The desire to forsake the party system reflects an anti-establishment sentiment that lifted him to victory. It gives America a president with no political alliances and no party loyalty.
He claims this assures his independence but it only assures an independence from concern for the consequences of his actions. He is only responsible to Twitter or Facebook. He has no compunction. which is great when you are a conduit for the nation’s negative, anti-establishment sentiments.

However, he is the president of the United States of America! Mr. Trump is a mere weathervane which whips to and fro propelled by the different demands of the discontented and disheartened in America. He should be serving all Americans.’

Paul Ryan, when he took over as speaker of the House, lamented that the American people “look at Washington and all they see is chaos. What a relief to them it would be if we finally got our act together.”

Mr. Trump was elected because chaos is now ensconced in our political system. It is fostered by a preference for political rhetoric over political action.

Our political system is stalled because voters are driven to expect instant gratification and instantaneous communication. As long as the president sounds good, he does not have to be good. It is time to look backward.

In the old days, local leaders of political parties would act as intermediaries between the “system” and the public information, organization or assistance needed. Americans  demonize political professionals and political parties but that system was able to get things done for them.

There were abuses and problems with the party system but that could be controlled with some reform. Without political parties and congressional committees, it is unlikely that politicians would be capable of getting organized to accomplish anything at all.           

The political party system can be undemocratic and secretive, but it created a mechanism for coordination, cooperation and accountability. The accountability of political leaders to the party officials as well as to the public discouraged antisocial and self destructive political behavior.

The inability to debate and to compromise is the most significant factor in our current dysfunction. Former Senate Majority Leader Tom Daschle wrote in 2014, “The lack of opportunities for honest dialogue and creative give-and-take lies at the root of today’s dysfunction.” Chaos has taken control of the process and that makes it impossible to govern.  
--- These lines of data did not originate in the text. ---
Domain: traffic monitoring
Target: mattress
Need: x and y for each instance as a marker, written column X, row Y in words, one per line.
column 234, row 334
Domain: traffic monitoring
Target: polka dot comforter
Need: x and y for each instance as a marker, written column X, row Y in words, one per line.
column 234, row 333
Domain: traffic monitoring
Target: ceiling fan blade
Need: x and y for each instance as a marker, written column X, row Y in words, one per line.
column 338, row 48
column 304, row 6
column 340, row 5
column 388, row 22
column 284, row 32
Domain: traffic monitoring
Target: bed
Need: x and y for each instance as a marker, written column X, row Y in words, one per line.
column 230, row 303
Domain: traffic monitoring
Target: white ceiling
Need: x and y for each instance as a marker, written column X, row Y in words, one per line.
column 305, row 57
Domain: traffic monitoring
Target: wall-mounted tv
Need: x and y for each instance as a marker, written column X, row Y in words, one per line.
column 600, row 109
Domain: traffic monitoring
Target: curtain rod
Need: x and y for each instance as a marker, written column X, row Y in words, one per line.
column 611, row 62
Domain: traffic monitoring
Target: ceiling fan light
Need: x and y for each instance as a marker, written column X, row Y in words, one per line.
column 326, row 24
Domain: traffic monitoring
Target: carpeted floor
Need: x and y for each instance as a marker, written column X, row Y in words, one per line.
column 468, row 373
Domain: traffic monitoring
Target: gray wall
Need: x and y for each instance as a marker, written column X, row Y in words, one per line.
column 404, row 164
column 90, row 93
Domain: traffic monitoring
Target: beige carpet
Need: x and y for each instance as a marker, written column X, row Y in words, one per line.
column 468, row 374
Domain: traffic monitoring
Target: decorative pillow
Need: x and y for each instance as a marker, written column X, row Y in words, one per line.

The frustration has pushed our political preferences toward populists and strong individuals. We now deal with ideological polarization, the ascendancy of social media and the radicalization of Republican and Democratic voters who now eschew their own parties.
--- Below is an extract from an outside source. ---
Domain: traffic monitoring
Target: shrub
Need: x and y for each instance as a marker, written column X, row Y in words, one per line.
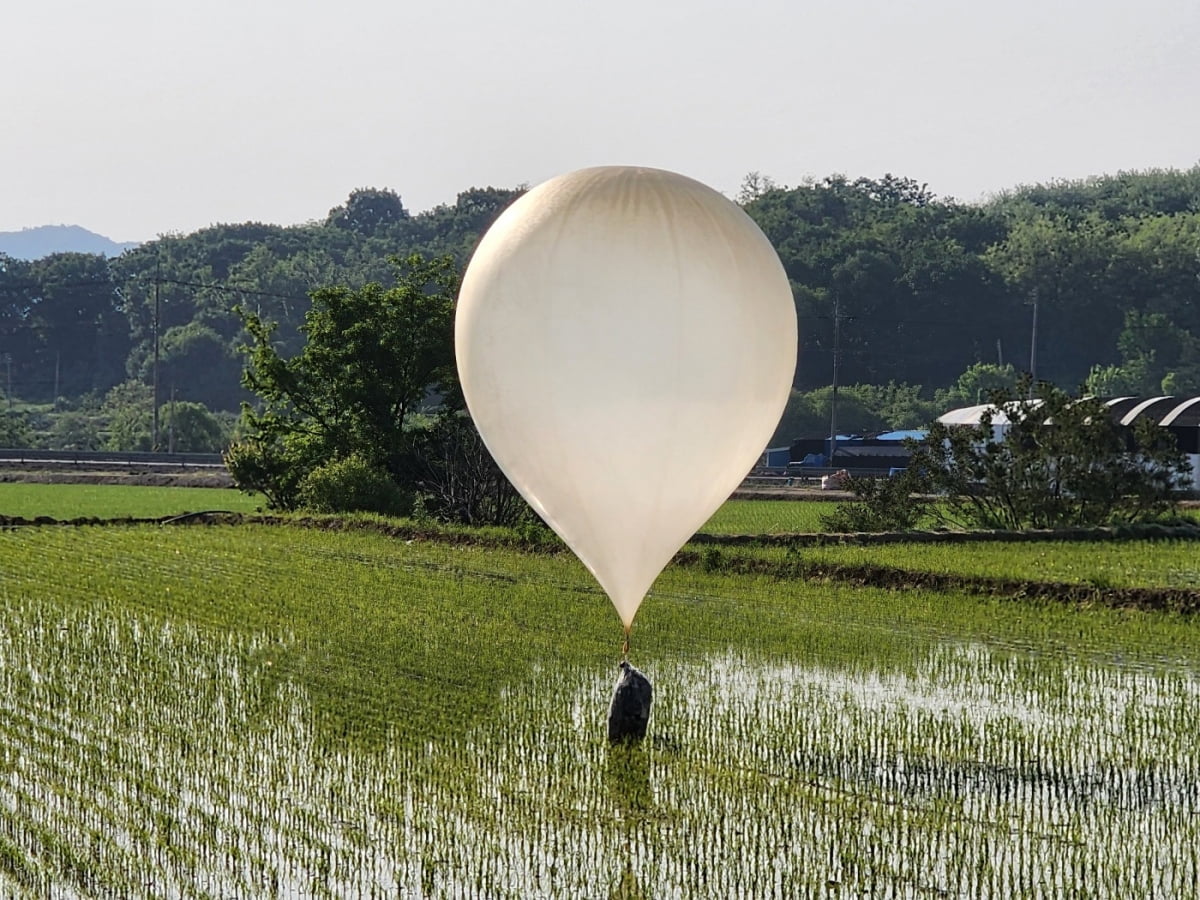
column 351, row 485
When radicals on both sides of the political spectrum are given a free hand, we inherit government dysfunction, which increases public anger, giving additional political fodder to the zealots and demagogues who merely stymie political cooperation.   

Can the problem be addressed? There is no easy fix for the current communication and cooperation dysfunction in our political system. Limits on political spending still are needed. Citizens United must be reevaluated.

We need regular Americans to become involved in the political party process. This would alleviate some of the visceral hostility to politicians and political parties.

We need citizens to examine the political process and not to embrace negativism. The most pressing political problem today is to get citizens to work on improving the establishment instead of forsaking it.